Uchyliłem powoli drzwi pokoju syna. Para jasnych, wielkich oczu patrzyła na mnie ze strachem. Chłopiec nie spał. Podszedłem do niego, zaś gdy Niosący Światło podążył za mną, malec wylepił w niego wzrok i ani na chwilę nie spuszczał z niego oczu. Tulił do siebie mocno ulubionego misia, jakby to dodawało mu odwagi i mogło uchronić go przed złem. Było widać, że boi się tego nieznanego mu mężczyzny i rozumie jak bardzo jest on niebezpieczny, ale nie wydał z siebie żadnego dźwięku, nie płakał, nie odsunął się, nie zareagował w żaden sposób. Po prostu czekał nie odrywając spojrzenia od mężczyzny.

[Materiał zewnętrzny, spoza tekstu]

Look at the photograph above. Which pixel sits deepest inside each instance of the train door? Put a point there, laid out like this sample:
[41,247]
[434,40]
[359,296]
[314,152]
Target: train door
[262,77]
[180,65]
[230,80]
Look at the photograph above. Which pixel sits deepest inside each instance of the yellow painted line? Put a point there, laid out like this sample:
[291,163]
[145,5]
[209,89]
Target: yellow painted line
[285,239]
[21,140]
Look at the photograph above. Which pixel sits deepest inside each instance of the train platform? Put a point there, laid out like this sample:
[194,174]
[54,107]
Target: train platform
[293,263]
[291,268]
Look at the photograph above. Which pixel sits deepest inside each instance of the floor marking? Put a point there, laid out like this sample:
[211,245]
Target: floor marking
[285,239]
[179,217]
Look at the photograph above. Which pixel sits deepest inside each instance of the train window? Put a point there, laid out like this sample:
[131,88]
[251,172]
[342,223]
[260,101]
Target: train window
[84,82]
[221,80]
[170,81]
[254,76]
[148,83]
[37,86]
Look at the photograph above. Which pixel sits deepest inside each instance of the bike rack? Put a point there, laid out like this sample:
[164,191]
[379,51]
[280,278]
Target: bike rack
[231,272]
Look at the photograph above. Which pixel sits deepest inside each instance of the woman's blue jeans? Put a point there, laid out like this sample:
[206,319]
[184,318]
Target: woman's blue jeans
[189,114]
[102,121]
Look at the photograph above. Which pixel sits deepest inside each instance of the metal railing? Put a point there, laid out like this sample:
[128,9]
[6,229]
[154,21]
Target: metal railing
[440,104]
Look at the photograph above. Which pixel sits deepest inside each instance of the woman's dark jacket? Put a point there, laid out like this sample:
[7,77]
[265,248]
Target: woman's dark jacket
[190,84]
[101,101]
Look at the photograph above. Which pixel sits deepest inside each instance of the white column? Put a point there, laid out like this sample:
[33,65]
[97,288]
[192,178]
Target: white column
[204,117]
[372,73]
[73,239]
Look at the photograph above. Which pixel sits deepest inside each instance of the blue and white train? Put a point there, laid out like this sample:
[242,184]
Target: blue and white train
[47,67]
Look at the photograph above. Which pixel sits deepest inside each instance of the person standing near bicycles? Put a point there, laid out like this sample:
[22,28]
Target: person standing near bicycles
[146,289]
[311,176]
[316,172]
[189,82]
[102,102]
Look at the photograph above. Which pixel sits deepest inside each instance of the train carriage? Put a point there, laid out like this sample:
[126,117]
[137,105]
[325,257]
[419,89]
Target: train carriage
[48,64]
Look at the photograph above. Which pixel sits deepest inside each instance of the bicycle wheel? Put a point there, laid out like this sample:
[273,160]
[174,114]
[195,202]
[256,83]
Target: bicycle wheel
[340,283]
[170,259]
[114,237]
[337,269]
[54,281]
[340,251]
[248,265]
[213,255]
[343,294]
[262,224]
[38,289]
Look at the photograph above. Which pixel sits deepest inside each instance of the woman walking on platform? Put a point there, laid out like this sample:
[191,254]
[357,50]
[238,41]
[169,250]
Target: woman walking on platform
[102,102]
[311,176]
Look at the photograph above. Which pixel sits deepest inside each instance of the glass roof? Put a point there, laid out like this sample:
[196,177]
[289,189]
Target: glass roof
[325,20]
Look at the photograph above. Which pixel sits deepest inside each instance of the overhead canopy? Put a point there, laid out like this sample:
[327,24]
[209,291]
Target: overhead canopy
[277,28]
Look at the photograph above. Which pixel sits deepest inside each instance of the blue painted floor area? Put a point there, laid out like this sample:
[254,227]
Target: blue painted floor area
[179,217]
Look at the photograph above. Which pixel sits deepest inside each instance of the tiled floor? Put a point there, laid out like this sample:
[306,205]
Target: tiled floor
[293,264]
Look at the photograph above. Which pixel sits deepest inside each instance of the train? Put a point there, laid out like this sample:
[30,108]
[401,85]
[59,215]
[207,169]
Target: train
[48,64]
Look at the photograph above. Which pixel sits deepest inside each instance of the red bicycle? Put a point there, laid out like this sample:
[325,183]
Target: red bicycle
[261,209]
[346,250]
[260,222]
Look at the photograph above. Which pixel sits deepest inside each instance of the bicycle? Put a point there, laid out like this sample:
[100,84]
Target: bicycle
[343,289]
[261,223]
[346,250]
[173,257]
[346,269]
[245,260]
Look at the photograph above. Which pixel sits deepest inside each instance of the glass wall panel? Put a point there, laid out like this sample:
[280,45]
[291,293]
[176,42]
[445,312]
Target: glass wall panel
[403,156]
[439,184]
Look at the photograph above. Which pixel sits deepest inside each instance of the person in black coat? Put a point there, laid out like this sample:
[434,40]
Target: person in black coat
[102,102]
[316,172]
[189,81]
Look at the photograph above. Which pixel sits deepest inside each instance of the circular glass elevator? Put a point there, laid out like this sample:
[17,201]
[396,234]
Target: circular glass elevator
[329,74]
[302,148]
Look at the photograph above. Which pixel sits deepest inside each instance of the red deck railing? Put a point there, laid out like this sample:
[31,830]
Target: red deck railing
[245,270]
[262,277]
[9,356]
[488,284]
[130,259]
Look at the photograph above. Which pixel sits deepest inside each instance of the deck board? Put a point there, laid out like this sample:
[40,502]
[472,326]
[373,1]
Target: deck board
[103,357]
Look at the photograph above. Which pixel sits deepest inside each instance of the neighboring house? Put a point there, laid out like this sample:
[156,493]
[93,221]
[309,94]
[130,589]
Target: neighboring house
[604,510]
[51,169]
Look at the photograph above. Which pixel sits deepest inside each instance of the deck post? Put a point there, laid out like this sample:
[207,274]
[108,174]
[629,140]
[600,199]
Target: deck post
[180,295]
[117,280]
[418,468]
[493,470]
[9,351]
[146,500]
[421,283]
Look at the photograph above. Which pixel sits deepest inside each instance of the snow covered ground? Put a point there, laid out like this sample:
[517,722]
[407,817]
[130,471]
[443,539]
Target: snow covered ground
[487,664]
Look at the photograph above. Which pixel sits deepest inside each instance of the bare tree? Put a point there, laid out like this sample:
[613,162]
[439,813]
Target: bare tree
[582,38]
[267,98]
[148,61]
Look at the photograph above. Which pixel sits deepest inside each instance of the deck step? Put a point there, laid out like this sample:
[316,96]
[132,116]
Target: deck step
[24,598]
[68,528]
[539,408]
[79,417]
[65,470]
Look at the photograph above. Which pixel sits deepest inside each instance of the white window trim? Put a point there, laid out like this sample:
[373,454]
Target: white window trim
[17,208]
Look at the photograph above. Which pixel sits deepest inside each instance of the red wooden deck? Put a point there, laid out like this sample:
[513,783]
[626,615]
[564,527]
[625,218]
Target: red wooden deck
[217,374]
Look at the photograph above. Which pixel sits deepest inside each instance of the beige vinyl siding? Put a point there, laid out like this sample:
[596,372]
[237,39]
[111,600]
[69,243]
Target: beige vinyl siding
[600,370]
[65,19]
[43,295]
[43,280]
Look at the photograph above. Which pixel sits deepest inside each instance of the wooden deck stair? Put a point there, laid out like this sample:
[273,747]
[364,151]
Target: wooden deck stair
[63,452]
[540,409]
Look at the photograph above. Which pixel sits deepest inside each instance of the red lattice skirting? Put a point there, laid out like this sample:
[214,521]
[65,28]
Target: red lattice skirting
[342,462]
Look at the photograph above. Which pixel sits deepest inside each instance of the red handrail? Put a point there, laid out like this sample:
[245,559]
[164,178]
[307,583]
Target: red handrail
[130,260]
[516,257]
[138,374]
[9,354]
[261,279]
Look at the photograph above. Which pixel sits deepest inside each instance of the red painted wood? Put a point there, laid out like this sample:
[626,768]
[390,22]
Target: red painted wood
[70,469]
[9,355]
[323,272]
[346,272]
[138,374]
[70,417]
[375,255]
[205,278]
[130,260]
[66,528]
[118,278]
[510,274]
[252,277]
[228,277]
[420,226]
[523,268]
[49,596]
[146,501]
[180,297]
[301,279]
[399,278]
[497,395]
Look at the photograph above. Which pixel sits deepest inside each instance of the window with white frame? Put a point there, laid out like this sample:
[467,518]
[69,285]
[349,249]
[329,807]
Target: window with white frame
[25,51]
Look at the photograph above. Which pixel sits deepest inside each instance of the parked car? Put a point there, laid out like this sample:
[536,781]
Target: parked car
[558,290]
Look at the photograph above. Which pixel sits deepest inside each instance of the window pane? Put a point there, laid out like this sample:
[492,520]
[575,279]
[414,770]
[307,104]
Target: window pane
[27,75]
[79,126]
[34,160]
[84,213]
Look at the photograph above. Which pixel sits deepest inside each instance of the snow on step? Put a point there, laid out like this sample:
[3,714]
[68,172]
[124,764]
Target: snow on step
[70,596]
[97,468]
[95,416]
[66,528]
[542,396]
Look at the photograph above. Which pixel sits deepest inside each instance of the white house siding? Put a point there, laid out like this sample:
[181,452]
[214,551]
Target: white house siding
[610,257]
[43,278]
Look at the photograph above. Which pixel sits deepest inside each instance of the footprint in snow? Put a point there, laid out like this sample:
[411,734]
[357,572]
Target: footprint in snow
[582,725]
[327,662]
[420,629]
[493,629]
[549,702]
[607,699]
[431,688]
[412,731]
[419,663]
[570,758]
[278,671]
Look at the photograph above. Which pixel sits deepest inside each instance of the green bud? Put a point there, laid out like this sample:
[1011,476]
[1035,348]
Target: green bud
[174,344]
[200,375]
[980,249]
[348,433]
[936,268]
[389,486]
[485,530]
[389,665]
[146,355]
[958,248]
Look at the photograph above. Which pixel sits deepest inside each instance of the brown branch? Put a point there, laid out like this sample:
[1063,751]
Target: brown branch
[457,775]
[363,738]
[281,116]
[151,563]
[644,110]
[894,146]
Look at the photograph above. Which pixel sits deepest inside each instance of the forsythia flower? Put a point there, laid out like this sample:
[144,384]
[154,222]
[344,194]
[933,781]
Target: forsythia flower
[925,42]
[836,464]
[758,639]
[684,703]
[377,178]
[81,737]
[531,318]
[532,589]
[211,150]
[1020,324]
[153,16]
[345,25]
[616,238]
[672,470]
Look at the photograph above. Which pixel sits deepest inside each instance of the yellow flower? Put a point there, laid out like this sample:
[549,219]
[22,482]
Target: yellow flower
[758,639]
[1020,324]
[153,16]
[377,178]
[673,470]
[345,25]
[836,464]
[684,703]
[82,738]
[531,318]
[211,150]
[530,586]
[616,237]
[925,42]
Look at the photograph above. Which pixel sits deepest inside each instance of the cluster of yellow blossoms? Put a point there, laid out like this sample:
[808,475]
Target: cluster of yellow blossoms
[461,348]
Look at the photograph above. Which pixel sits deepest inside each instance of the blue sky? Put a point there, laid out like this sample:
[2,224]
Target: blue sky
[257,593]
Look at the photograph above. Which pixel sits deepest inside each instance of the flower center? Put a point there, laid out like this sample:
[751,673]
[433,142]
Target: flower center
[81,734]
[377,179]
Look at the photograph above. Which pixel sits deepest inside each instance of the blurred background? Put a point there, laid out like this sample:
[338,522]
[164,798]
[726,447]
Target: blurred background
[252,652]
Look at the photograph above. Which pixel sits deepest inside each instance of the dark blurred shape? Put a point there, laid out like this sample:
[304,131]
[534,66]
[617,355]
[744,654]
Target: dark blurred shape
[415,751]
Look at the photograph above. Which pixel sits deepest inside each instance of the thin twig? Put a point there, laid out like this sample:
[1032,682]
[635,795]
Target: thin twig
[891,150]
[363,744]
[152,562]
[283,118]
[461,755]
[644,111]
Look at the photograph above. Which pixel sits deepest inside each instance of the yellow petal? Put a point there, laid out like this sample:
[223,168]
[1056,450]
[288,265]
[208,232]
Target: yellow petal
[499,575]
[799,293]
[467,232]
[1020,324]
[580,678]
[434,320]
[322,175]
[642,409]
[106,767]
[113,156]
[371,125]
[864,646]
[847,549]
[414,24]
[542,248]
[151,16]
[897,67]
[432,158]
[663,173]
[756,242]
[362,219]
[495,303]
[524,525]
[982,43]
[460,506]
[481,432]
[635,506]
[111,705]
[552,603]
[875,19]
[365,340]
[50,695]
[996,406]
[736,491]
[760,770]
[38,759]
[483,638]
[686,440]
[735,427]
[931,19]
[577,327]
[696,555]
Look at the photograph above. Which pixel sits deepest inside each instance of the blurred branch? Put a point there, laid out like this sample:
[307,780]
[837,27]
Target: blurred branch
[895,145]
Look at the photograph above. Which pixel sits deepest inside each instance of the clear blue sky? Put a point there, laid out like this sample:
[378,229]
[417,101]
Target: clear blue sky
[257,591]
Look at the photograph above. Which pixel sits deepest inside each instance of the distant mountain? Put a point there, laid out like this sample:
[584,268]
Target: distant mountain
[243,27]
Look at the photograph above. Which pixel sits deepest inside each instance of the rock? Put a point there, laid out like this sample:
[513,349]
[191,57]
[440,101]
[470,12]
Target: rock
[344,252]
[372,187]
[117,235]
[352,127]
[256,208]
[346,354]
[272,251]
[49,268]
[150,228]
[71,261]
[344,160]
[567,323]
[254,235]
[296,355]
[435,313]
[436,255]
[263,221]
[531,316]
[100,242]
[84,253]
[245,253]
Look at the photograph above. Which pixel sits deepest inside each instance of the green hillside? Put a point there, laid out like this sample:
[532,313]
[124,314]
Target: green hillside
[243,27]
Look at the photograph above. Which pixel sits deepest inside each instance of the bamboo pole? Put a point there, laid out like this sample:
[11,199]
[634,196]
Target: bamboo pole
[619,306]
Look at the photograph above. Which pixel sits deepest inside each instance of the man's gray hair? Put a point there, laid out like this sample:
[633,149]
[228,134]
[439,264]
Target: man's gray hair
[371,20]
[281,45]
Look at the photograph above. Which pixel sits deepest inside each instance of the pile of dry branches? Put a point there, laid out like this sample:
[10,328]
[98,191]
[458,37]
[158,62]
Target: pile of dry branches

- Boisz się mnie? - zapytał malca Syn Jutrzenki.
Nath skinął głową w odpowiedzi.
- Czy sądzisz, że mógłbym cię skrzywdzić? - padło kolejne pytanie.
Tym razem malec myślał trochę dłużej. Ostatecznie pokręcił głową przecząco.
- Dlaczego? Dlaczego nie miałbym cię skrzywdzić? - mężczyzna wydawał się zafascynowany odpowiedzią chłopca.
- Tata nie pozwoli. - powiedział cichutko, ale pewnie Nathaniel.
Niosący Światło roześmiał się głośno odrzucając głowę do tyłu.
- To mądry chłopiec, który nie boi się mnie tak jak Anastasie i nie ufa mi jak Xavier. - mężczyzna przeniósł spojrzenie z chłopca na mnie. - Ofiarowuję mu moje błogosławieństwo, jako przyszłej głowie Upadłego Rodu.
Były Anioł pochylił się nad moim synem i na jego czole złożył lekki pocałunek, a następnie rozpłynął się w powietrzu bez słowa.